Well, of course, not always is shade what you want. But I’ve learned to dislike bright sunshine when shooting flowers. Without clouds to diffuse the sunlight, the lighting is just too harsh. And even if you hold a diffuser between the sun and the flower with your left hand while holding the camera with your right hand, there is always the background that will be a mix of bright and dark areas. I find such a background very distracting, and improving it in Lightroom is time consuming, if not challenging.
So the story is that on Sunday I drove to our local botanic garden in hopes for some nice flowers and photos. The flowers were nice all right, with lots in bloom. However the overcast day that I was in hopes of having (for the diffused light) turned into a 100% sunny day almost as soon as I got there. I was not happy with any of the flowers I shot in the sunny conditions.

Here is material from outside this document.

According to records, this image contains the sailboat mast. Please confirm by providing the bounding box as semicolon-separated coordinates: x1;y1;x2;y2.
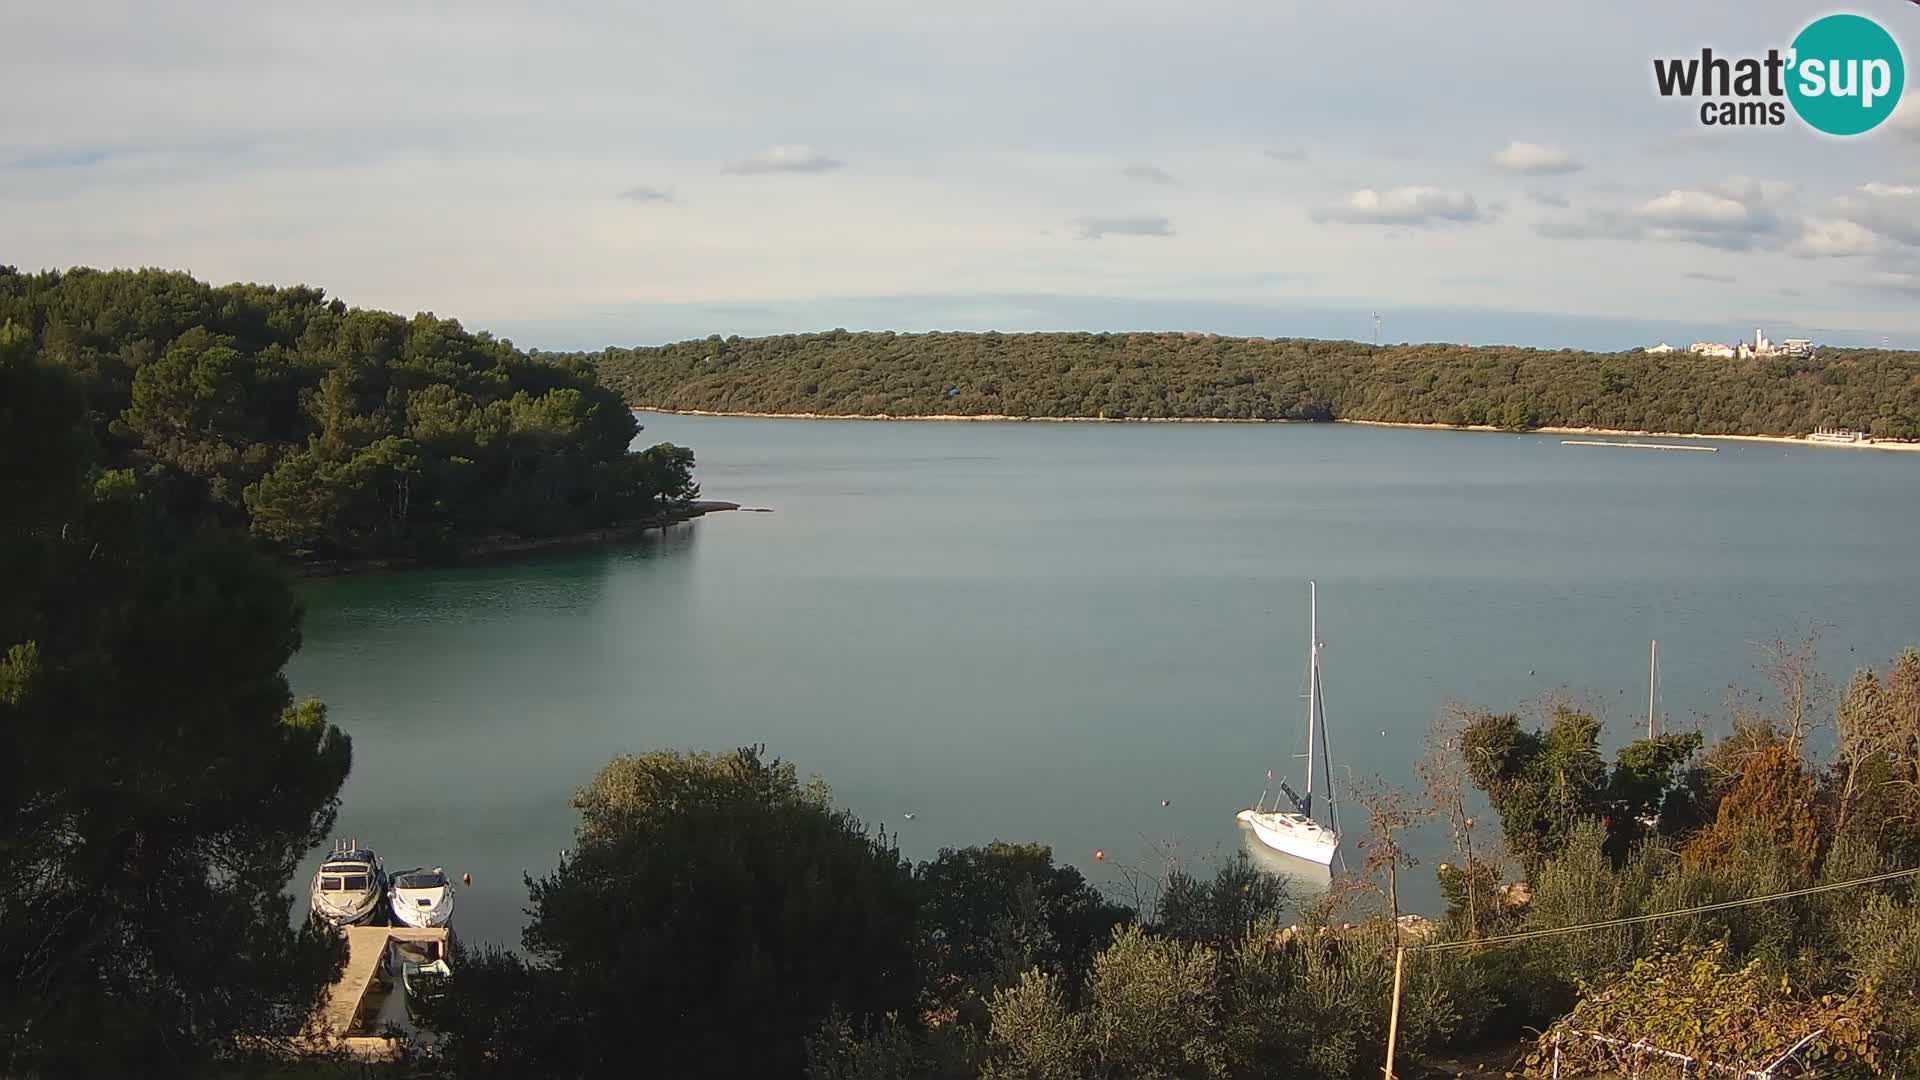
1304;581;1318;818
1648;639;1657;739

I did find one bed of pink flowers in the shade of some tall evergreen bushes. I like the image below. You will see that there a no deep dark shadows on the flower, nor bright or blown out highlights.
With my mFT cameras (Panasonic and Olympus) I generally hope for enough light to shoot at ISO800 or less, and at a minimum shutter speed of 1/250 to account for possible plant movement. It is also be nice if I can get away with a aperture as small as F8, though I typically shoot wider open than that. I might use F8 (on mFT) for the depth of field, but all too often F8 brings too much of the background in focus.
Panasonic GX80/85 with Olympus 60mm F2.8 Macro
1/160 sec, F4, ISO 200
This photo was taken at 1/160sec, F4 and ISO200. It looks like I was shooting in aperture priority and neglected to see that the shutter speed was below my target minimum of 1/250 sec. Nevertheless 1/160 was quite adequate for the day’s wind conditions. Also, I was able to hold the camera very steady because I was sitting on an 8” stool with my elbows on my thighs.
But notice that although the flower was in shade, the background was not in the shade and was a bit blotchy with dark and bright spots... which I find annoying. I did, however, use the radial tool in Lightroom to darken the area outside of the flower.